SURF PROFESSIONNEL ET SURF BUSINESS : LE COMBAT DES CHEFS

Le combat attendu des deux meilleurs surfeurs européens, Jérémy Florès et Joan Duru, constitue non seulement un enjeu sportif où deux styles s’opposent, mais participe également d’une concurrence de leurs sponsors respectifs. Coulisses dans le monde du surf professionnel.

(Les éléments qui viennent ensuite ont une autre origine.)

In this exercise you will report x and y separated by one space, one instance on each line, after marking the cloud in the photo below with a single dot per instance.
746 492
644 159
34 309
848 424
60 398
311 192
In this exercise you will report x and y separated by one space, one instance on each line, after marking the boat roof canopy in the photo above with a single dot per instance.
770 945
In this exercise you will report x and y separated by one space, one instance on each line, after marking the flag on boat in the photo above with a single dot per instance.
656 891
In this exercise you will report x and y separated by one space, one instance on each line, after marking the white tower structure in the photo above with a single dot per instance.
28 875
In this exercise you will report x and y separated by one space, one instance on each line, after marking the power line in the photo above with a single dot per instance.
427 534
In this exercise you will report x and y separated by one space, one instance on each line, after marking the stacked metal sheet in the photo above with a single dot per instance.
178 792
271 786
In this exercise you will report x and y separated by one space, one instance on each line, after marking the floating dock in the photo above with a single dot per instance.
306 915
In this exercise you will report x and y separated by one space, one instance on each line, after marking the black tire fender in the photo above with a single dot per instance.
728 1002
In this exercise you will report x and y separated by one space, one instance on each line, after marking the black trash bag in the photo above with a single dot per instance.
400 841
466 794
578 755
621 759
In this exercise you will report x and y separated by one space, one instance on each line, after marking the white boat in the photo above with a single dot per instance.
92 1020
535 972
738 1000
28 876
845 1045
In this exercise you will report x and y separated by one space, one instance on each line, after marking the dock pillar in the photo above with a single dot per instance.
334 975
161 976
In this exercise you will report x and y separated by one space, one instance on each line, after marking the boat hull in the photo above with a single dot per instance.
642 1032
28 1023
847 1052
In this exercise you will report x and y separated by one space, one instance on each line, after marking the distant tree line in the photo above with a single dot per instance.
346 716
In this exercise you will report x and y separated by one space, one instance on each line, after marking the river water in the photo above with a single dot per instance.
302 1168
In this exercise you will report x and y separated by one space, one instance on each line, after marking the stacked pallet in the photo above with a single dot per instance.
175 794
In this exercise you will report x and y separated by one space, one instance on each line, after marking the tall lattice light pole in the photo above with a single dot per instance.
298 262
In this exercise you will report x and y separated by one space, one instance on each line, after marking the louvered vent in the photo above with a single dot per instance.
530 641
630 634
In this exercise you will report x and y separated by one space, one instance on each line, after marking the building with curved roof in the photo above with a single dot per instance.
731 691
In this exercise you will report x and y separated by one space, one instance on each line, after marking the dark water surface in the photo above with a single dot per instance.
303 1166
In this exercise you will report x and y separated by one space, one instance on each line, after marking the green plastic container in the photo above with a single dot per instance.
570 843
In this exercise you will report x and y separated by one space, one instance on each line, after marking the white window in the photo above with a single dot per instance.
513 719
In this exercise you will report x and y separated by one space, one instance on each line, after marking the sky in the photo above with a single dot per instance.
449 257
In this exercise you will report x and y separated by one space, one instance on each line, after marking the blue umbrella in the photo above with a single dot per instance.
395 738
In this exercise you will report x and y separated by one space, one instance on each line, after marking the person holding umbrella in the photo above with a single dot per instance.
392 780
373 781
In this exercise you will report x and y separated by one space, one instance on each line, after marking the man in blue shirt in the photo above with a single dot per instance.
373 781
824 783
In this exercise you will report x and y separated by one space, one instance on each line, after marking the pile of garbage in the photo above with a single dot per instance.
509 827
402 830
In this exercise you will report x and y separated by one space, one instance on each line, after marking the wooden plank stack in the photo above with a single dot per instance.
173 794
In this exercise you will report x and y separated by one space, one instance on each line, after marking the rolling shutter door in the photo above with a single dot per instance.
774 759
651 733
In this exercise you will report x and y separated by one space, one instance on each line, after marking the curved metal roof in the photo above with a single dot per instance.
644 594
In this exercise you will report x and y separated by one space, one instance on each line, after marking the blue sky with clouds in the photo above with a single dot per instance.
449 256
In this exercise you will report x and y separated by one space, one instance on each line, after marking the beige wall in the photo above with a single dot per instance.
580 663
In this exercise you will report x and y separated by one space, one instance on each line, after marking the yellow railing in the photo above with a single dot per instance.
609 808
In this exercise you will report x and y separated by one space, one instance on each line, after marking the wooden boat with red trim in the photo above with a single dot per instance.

Le combat attendu des deux meilleurs surfeurs européens, Jérémy Florès et Joan Duru, constitue non seulement un enjeu sportif où deux styles s’opposent, mais participe également d’une concurrence de leurs sponsors respectifs. Coulisses dans le monde du surf professionnel.

Les Surfeurs poussent l’organisation mondiale professionnelle (ASP) à se moderniser.

Après la première tentative d’organisation du surf professionnel (International Professionnel Surfers) au milieu des années soixante-dix, à l’initiative des surfeurs pros,l’Association des Surfeurs Professionnels (ASP) a vu le jour en 1976.Après plusieurs années d’existence, l’ASP avait pris une direction plus radicale en proposant aux organisations de compétitions professionnelles la création de deux divisions complémentaires, le circuit WCT (top 44 mondial) et le circuit WQS (deuxième division).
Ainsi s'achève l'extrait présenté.